Childbirth survival rates were low in some early-1900s cities. Only 70% of infants survived to see their first birthday. Childbirth and childhood illnesses took their lives. And the statistics grew grimmer for making it to age 5; so, it was not uncommon to have a low-attachment to children aged 5 and under. To lessen the grief if a child was to become one of those somber statistics. Just two of Frederick's seven children grew to adulthood. In mathematical terms, a meager 18.6% survival rate. (Great-Grandma Anna Weber was a maid or type of washer woman, maybe throughout her 20s and 30s. Experts were not yet aware that her tasks, with repeated lengthy exposure to fumes and soaking of her hands in toxic lye and detergents, could negatively affect the developing fetus.)

The gloomy household survival average was ordinary life for the healing doctor and his wife. It took 17 years and too many of their children's deaths to produce second son, Frank. The dismal reminder of death was felt as he adorned the doctor attire of late-1800's medicine: a drab, black lab coat, the same formal color worn by clergy (2 decades later the coat's color changed to white for practical, sanitary reasons--white revealed the germs and dirt). After every successful or unsuccessful delivery of a patient's baby, or through hopeful positive interventions that he provided for sick children, there was the vivid reminder of his household's many sicknesses and deaths.
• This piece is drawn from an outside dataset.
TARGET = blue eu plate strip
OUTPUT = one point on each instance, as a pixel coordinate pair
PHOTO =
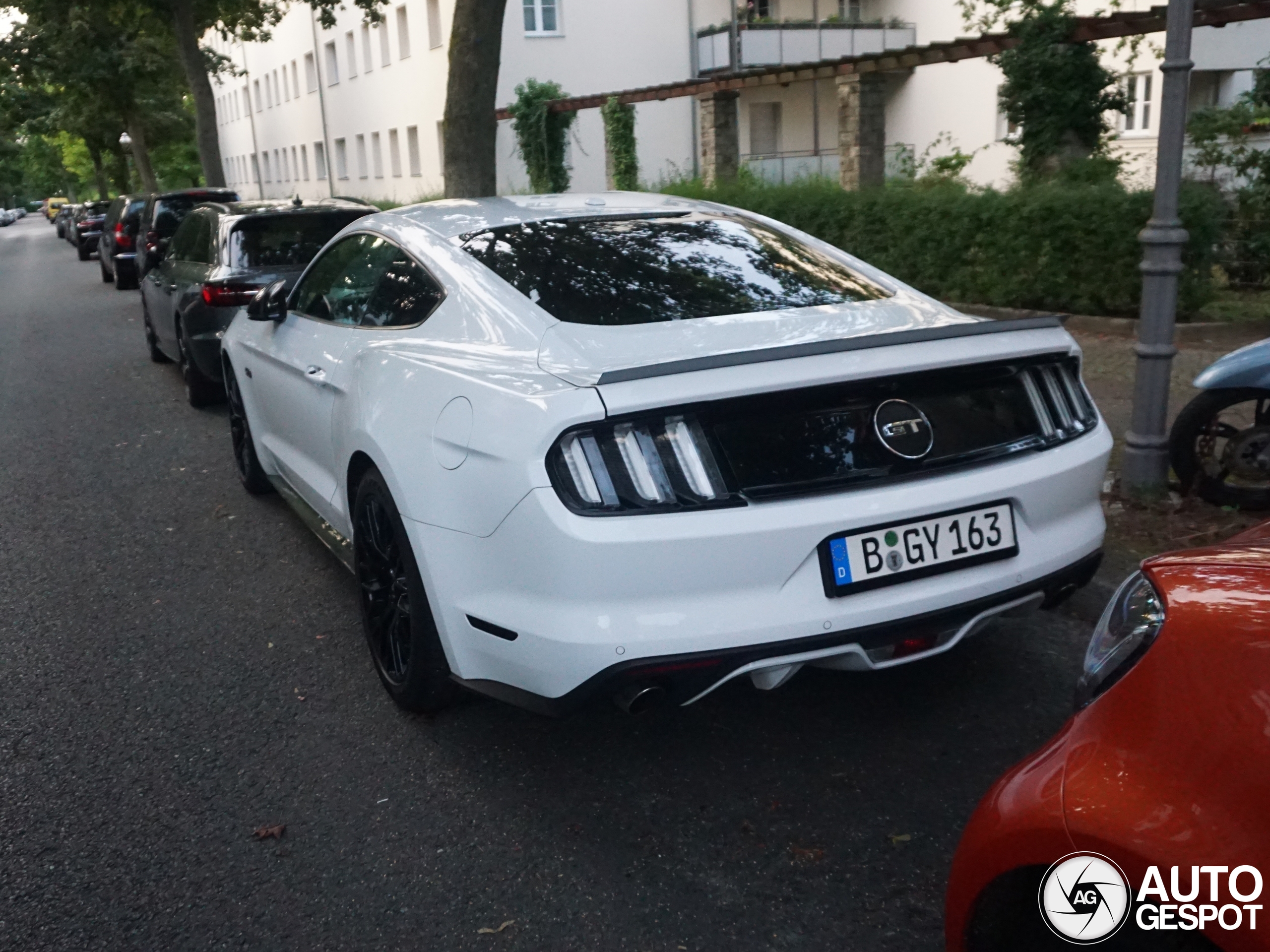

Maybe sole-surviving healthy Son Frank was overly protected and pampered. His mentally-impaired older brother would never pass on the family name, so the heritage baton passed through Frank. In later years, Frank felt responsible for and compassionate towards his older brother, and helped provide for him financially. After Frederick's death in 1939, Frank purchased his childhood home for his brother's continued residence.